Thomas se tient ici dans une attitude qui sera celle de la tradition apophatique, il se refuse à nommer Dieu. "De Dieu on peut dire seulement ce qu'il n'est pas - et non ce qu'il est" (Thomas d'Aquin). D'où l'emploi de termes négatifs pour parler de lui -Non-Fini, Non-Créé, Non-Nommable, Ineffable, etc...
Jésus répond à Thomas: "Je ne suis plus ton Maître." Tu es descendu au fond de ton propre puits, tu sais où est la Source et il n'y a qu'une Source. "Tu as bu, tu t'es ennivré à la source bouillonnante d'où moi-même je jaillis."
Jésus reconnaît que Thomas a touché leur origine commune: le Père. Il dira plus tard à Marie-Madeleine: mais comme son frère, son jumeau, et il se retire avec lui pour lui dire "trois mots". On peut spéculer longuement sur ces trois mots, y voir une révélation de la Trinité -Trinité qui ne brise pas l'unité mais qui est la Révélation de sa fécondité intérieure. (Dieu est Trinité, cela veut dire que Dieu est Un mais non comme un "sublime célibataire" (cf. Chateaubriand). Il est Un comme l'Amant, l'Aimé et l'Amour sont Un. Dieu est relation.) selon les Naassènes, ces trois mots explosifs sont "Kaulakau - Saulasau- Zesar" (cf. Hyppolyte, Elenchos V, 98-5). Dans la Pistis Sophia (136), Jésus crie trois mots -le même répété trois fois: I α ω, Yahow.

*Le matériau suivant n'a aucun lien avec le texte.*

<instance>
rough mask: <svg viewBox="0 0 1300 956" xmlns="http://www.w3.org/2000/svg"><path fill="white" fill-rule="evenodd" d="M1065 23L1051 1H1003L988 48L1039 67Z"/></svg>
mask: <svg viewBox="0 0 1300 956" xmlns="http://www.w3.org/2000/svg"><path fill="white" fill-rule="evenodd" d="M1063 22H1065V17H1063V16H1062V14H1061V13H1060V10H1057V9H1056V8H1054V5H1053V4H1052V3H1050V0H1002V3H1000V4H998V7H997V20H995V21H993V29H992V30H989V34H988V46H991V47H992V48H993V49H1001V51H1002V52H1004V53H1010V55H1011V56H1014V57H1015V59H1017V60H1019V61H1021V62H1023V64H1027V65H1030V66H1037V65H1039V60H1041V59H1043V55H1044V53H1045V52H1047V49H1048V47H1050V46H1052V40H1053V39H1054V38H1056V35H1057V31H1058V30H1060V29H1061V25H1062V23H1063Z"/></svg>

I -iota- parce que le tout a procédé de lui;
α -alpha- parce qu'il doit retourner à lui;
ω -oméga- parce que la consommation de toutes les consommations aura lieu en lui.
Ce qu'on oublie souvent c'est qu'à la racine du mot, il y a un son, une vibration particulière. Les trois mots que se disent les initiés entre eux. C'est une triple vibration -au niveau du centre vital, au niveau du centre du coeur, au niveau du centre noetique ou intellectuel. C'est dans la rencontre de cette triple vibration qu'ils vérifient si leur "accord" est parfait à tous les niveaux de leur être.
Toujours est-il que si Thomas disait l'intimité qu'il partage avec Jésus, les autres disciples seraient jaloux et lui jetteraient de pierres. Le feu de l'amour peut devenir le feu de la jalousie. Alors, au lieu d'éclairer et de réchauffer, il brûle et il consume.